Futurama: The Beast with a Billion Backs
What parents need to know
Parents Need to Know
Parents need to know that this animated straight-to-DVD movie (the second of four Futurama films) has the same level of sassiness as the Fox TV series. There's bad behavior galore, lots of cheekiness and discourtesy -- oh yes, and tons of intergalactic warfare, planetary peril, diabolical scheming, threats of human obliteration, pummeling, name calling, and the like. A god-like alien who seems at first fiendish, attaches its tentacles to the bodies of humans in what is later explained to be copulation. At one point most earthlings are mind-controlled into cult-like compliance. It's however mostly harmless silliness and so "out there" as to have minimal real-life relevance.
What's the story?
Following directly after the events of the first in the DVD series, Bender's Big Score, a giant rift in space and timeallows an alien monster to invade Earth. The monster takes control of Fry (voiced by Billy West) making him Pope of a new religion or cult, that spreads among earthlings who are grasped by one of the giant tentacles of the alien. The tentacles are later revealed to be "gentacles" and, as it turns out, the alien (Yivo, played by David Cross) has been having his version of intercourse with all the humans. He convinces them that he really wants love and a meaningful relationship (with all of humanity). Only Leela (Katey Sagal) Fry's gutsy, competent one-eyed pal, is skeptical.
Is it any good?
A straight-to-DVD movie, THE BEAST WITH A BILLION BACKS is a lesser and longer version of Futurama, which is itself a lesser version of the brilliant and enduring Simpsons TV show. Which basically means this is a stretched-out form of a water-downed copy of a TV classic. That said, it does have some elements of Matt Groening's zany wit, his absurdist humor, and quick-as-lightening visual gags.

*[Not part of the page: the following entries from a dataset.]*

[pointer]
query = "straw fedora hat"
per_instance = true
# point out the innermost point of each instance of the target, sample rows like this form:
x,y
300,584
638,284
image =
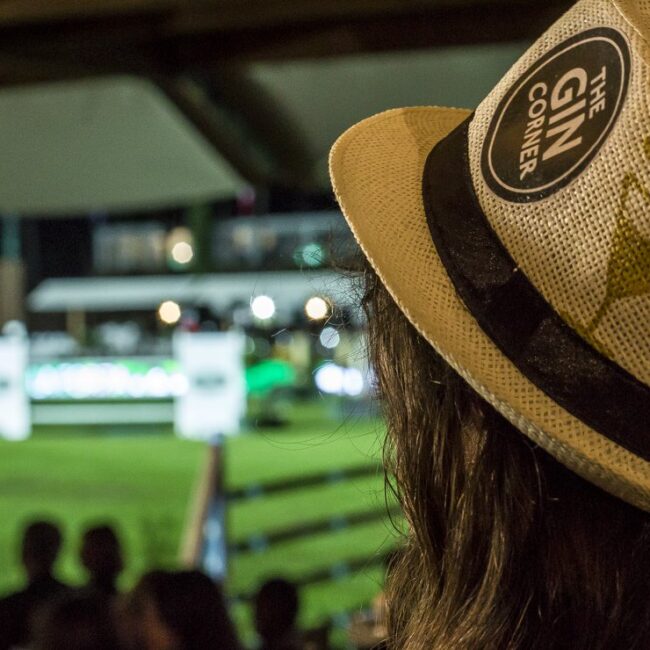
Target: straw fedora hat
x,y
516,238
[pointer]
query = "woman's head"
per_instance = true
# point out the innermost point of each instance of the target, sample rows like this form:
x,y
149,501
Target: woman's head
x,y
182,610
507,548
510,333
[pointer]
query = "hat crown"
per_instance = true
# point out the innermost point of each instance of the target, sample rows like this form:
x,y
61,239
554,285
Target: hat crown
x,y
560,161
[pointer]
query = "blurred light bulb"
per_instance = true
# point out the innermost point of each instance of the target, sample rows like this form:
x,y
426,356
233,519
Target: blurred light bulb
x,y
329,338
317,308
169,312
263,307
182,252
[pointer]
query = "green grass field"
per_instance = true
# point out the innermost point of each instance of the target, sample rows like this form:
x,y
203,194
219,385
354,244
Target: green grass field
x,y
144,483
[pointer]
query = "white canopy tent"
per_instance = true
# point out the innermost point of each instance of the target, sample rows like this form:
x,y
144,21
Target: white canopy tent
x,y
109,144
288,289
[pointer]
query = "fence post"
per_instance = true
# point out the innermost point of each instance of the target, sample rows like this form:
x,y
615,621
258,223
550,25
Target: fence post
x,y
205,543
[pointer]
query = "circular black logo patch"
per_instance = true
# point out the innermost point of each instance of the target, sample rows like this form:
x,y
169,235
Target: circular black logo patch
x,y
553,121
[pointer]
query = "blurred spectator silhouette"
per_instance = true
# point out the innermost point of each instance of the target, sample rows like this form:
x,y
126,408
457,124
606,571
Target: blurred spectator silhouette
x,y
181,610
40,547
76,621
276,611
101,556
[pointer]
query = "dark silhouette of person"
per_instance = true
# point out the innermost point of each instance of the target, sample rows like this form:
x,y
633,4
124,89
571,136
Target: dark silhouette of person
x,y
40,548
276,610
181,610
101,556
82,620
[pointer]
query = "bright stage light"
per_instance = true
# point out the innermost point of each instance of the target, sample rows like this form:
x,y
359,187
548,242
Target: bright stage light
x,y
329,379
182,252
329,338
336,380
263,307
169,312
317,308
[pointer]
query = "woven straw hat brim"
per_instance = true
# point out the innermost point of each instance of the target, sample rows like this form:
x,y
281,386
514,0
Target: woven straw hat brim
x,y
376,168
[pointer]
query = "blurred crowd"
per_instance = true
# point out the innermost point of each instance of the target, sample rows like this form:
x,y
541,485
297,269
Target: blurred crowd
x,y
166,610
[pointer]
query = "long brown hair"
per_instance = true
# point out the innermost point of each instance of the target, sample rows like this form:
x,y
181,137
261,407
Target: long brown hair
x,y
506,548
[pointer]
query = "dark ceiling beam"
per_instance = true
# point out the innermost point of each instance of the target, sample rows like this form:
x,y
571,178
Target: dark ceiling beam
x,y
144,45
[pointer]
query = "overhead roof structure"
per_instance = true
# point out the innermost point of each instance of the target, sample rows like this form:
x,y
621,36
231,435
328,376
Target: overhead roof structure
x,y
103,144
269,83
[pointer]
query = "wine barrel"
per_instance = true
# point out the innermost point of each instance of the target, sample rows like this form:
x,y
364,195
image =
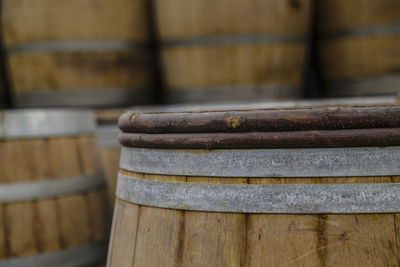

These moments are partially eclipsed by an over-stimulating assault of goings on that go by much too fast. From an adult perspective, this is a case of more being less. The antics are nonstop, preposterous, and often silly enough for the young, but the actual storyline, which concerns dating, polygamy, sex, and in essence, going steady with and shacking up with God, is a tad complex and too sophisticated for younger viewers. Still, Futurama's vast creativity, out-of-the-box storytelling, and eye-catching animation makes this movie, like the series, terrifically unique.
Families can talk about...
Families can talk about what the future might look like in 100 years. What transportation will we have? What will science be capable of? Would you want to be frozen (as Fry was in the original Futurama back-story)?